Ironie des Schicksals

„Rokko, Bettina", begrüßte Nils seinen Freund und dessen Lebensgefährtin einige Monate später. Innerlich grinste er, dass sein Freund sie Arlette nannte, was weder eine Koseform von Bettina war, noch ihren Namen verkürzte oder vereinfachte. „Also, ich weiß, das ist hart für euch und für mich ist es das auch. Deshalb sollte man als Arzt nicht mit seinen Patienten befreundet sein.

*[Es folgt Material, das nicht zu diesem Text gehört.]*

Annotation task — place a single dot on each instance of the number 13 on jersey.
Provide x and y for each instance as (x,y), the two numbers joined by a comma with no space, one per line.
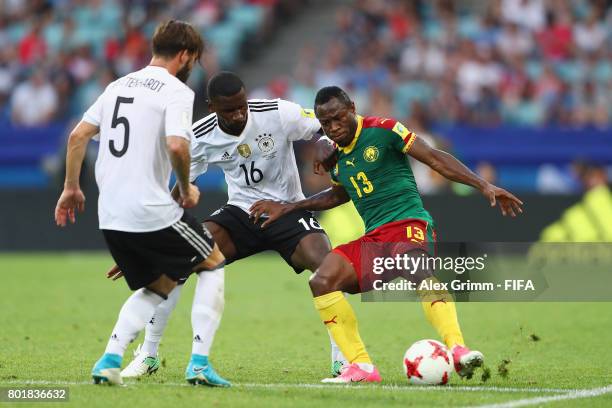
(364,187)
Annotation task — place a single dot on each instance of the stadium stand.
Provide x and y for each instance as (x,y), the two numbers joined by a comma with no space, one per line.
(520,87)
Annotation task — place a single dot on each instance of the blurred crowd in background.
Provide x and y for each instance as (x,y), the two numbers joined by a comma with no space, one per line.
(522,62)
(57,56)
(526,63)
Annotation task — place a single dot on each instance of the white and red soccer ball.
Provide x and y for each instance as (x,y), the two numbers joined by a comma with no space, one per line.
(428,362)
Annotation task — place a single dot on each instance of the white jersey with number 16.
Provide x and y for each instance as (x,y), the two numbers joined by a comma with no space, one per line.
(259,164)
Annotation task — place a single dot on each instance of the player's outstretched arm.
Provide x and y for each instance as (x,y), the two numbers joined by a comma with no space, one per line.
(451,168)
(179,152)
(72,197)
(325,156)
(330,198)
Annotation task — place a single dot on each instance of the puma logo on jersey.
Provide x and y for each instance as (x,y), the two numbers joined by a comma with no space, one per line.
(332,320)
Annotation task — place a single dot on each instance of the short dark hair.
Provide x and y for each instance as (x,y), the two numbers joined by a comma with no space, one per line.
(174,36)
(325,94)
(224,83)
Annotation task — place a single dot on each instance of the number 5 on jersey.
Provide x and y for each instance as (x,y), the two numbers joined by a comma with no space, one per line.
(120,120)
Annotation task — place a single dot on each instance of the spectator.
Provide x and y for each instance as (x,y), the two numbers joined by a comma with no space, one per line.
(590,35)
(34,102)
(556,39)
(32,48)
(514,41)
(526,13)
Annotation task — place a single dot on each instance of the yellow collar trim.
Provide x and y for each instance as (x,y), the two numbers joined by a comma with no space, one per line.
(349,148)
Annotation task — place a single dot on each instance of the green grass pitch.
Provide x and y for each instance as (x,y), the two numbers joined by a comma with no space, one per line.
(57,311)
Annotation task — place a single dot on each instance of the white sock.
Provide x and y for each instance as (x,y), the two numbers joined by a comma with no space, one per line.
(134,315)
(208,303)
(156,326)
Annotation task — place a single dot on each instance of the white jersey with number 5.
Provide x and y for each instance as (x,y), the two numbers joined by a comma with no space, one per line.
(260,163)
(135,114)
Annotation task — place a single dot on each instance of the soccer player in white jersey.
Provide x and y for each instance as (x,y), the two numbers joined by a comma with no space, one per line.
(144,125)
(252,141)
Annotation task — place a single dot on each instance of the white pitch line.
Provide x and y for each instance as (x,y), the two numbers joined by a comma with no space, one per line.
(494,389)
(576,394)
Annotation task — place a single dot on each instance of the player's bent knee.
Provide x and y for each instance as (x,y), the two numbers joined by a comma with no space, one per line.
(215,260)
(162,286)
(321,284)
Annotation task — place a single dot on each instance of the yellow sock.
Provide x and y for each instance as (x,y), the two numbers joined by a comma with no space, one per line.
(339,318)
(440,310)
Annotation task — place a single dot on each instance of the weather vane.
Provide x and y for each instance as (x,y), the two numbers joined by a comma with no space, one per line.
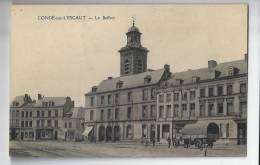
(133,21)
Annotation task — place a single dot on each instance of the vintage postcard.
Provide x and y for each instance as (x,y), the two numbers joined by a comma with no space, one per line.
(128,80)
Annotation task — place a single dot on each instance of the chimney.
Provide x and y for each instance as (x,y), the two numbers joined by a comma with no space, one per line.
(212,64)
(40,96)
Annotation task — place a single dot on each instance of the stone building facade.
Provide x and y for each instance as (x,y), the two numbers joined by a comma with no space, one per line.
(40,119)
(146,104)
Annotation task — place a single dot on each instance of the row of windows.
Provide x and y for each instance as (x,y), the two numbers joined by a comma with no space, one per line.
(129,115)
(26,124)
(145,96)
(42,123)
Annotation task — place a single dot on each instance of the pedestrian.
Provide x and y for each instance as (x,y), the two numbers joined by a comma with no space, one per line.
(169,142)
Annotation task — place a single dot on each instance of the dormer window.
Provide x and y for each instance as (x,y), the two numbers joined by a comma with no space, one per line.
(94,89)
(195,79)
(119,84)
(232,71)
(147,79)
(179,81)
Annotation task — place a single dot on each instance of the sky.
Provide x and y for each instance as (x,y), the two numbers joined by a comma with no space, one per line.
(68,57)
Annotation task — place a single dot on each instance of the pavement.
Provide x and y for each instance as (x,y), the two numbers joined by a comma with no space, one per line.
(82,149)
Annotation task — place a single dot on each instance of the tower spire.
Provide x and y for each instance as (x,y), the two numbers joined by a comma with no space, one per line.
(133,21)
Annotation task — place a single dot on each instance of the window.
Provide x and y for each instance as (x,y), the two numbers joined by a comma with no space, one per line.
(211,91)
(202,92)
(184,110)
(168,97)
(117,99)
(49,113)
(161,109)
(153,111)
(202,110)
(227,130)
(145,111)
(145,94)
(153,94)
(42,123)
(176,110)
(38,113)
(109,114)
(192,95)
(176,96)
(91,115)
(102,100)
(220,108)
(109,99)
(242,109)
(49,123)
(116,114)
(192,109)
(126,66)
(211,109)
(129,112)
(220,90)
(229,108)
(229,89)
(161,98)
(168,111)
(56,123)
(129,97)
(38,123)
(56,113)
(92,101)
(102,114)
(243,88)
(184,96)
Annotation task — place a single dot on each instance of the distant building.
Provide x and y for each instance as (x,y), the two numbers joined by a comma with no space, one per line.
(41,119)
(144,104)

Also… es ist…" – „Was ist los, Nils?", wollte Bettina wissen. „Deine Testergebnisse sind… beängstigend. Du hast selbst gemerkt, dass du immer schlechter Luft kriegst und dass dir auch dieser Sauerstofftank…" Nils deutete auf das Gerät, dass Bettina immer bei sich hatte. „… nicht mehr so gut hilft wie am Anfang. Du weißt, dass du auf der Transplantationsliste ganz weit oben stehst, aber bis ein Organ für dich gefunden ist… Bettina, ich schätze, wir müssen intubieren." Rokko und Arlette warfen sich besorgte Blicke zu. „Aber das ist doch nicht für lange, oder?", fragte sie flehend. „Bis das Organ da ist oder…" – „… ich sterbe, je nach dem, was zuerst eintritt", flüsterte Arlette verängstigt. „Ich will nicht sterben", flehte sie Nils an. „Ich… ich habe doch jetzt Rokko. Ist es denn nicht schon schlimm genug, dass diese beschissene Krankheit dafür sorgt, dass ich nie eigene Kinder haben werde?" Nils sah betreten zu Boden. „Bettina, ich weiß, dass das schwer zu akzeptieren ist. Mit einem Spenderorgan kann es ganz schnell gehen." – „Oder ewig dauern", wies Arlette ihn auf die zweite Option hin. „Wann müsste ich zum Intubieren?" – „Je schneller, desto besser", informierte Nils sie.